Séchilienne — La mobilisation s'est effectuée avec un ordre et une exactitude admirables. C'est réconfortant de voir partir ces réservistes, mariés ou célibataires. L'esprit public est excellent. Pas de défaillance. Personne ne récrimine. Au hameau des Thiébauds, un pauvre estropié môme n'hésite pas à se rendre à la caserne.
Propos recueillis par Mlle Miguet, institutrice aux Thiébauds de Séchilienne.
 
Livet-et-Gavet — Dès l'appel du tambour qui a annoncé l'ordre de mobilisation générale dans la commune, les hommes ont quitté l'usine ou le chantier, pour rentrer chez eux. Les femmes, tout d'abord, ne peuvent retenir leurs larmes, mais bien vite elles reprennent courage et préparent les effets du mari ou du fils qui doit rejoindre son corps. Tous savent que la France veut éviter la guerre, mais il faut que les Français se préparent à défendre les frontières. Les soldats partent avec enthousiasme. Les trains sont bondés. On entend des chants patriotiques de toutes parts.
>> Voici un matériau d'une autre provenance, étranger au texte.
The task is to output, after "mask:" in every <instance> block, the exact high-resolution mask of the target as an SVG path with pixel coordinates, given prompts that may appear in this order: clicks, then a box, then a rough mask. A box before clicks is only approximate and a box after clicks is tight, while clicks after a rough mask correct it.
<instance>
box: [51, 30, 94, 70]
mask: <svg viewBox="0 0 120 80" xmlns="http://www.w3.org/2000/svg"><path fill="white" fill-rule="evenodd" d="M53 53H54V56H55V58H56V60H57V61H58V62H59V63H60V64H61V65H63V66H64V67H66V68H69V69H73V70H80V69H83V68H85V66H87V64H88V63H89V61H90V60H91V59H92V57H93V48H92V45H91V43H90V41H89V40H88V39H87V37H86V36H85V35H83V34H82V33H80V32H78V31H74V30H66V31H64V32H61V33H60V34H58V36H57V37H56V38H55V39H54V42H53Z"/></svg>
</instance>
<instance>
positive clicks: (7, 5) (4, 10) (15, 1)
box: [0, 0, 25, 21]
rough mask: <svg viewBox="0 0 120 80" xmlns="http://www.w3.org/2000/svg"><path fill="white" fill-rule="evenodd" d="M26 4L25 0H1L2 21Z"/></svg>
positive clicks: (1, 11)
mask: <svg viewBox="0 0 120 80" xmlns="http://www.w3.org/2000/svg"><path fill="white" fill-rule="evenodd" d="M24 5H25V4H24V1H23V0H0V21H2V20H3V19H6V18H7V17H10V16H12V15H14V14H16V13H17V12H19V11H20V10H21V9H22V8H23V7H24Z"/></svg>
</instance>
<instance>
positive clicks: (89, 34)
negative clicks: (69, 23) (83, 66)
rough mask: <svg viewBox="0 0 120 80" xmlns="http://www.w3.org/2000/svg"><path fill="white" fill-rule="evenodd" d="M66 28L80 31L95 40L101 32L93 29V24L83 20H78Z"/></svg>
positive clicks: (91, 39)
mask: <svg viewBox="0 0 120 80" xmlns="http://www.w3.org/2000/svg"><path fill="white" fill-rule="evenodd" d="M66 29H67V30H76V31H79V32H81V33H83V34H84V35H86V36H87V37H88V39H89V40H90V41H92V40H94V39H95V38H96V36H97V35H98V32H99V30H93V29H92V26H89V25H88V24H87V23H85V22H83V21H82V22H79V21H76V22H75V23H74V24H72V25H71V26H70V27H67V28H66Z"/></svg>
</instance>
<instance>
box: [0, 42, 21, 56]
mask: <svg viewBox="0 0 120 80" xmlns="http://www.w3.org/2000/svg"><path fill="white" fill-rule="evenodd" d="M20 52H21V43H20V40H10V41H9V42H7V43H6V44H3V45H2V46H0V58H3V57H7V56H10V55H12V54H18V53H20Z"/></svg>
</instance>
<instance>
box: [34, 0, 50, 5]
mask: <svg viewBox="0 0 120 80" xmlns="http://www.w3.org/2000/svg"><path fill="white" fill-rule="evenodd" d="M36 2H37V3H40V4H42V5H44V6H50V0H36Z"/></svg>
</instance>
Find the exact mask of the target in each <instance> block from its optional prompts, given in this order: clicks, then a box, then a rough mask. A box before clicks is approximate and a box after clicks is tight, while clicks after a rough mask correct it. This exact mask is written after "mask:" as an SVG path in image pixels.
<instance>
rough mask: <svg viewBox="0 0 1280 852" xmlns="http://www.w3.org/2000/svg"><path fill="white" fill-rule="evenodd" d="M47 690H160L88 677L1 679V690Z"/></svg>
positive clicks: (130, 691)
Dès les premiers bruits de guerre, les Italiens, nombreux dans la commune de Livet-et-Gavet, se hâtent de rejoindre leur patrie. Car les usines, les chantiers sont fermés, et seuls les étrangers qui ont des moyens d'existence sont autorisés à rester en France. Les trains ne prennent plus de voyageurs civils ; par centaines, hommes, femmes et enfants se rendent à Grenoble à pied, avec un petit paquet d'effets accroché à un bâton, et aussi un pain qu'ils ont pu réussir à avoir chez le boulanger. Cela fait pitié de voir ce défilé.
Les maisons louées se vident. Le village de Rioupéroux, si animé d'habitude avec tous ses ouvriers, prend un air triste.
Propos recueillis par Mlle Miguet, institutrice aux Clots de Livet-et-Gavet.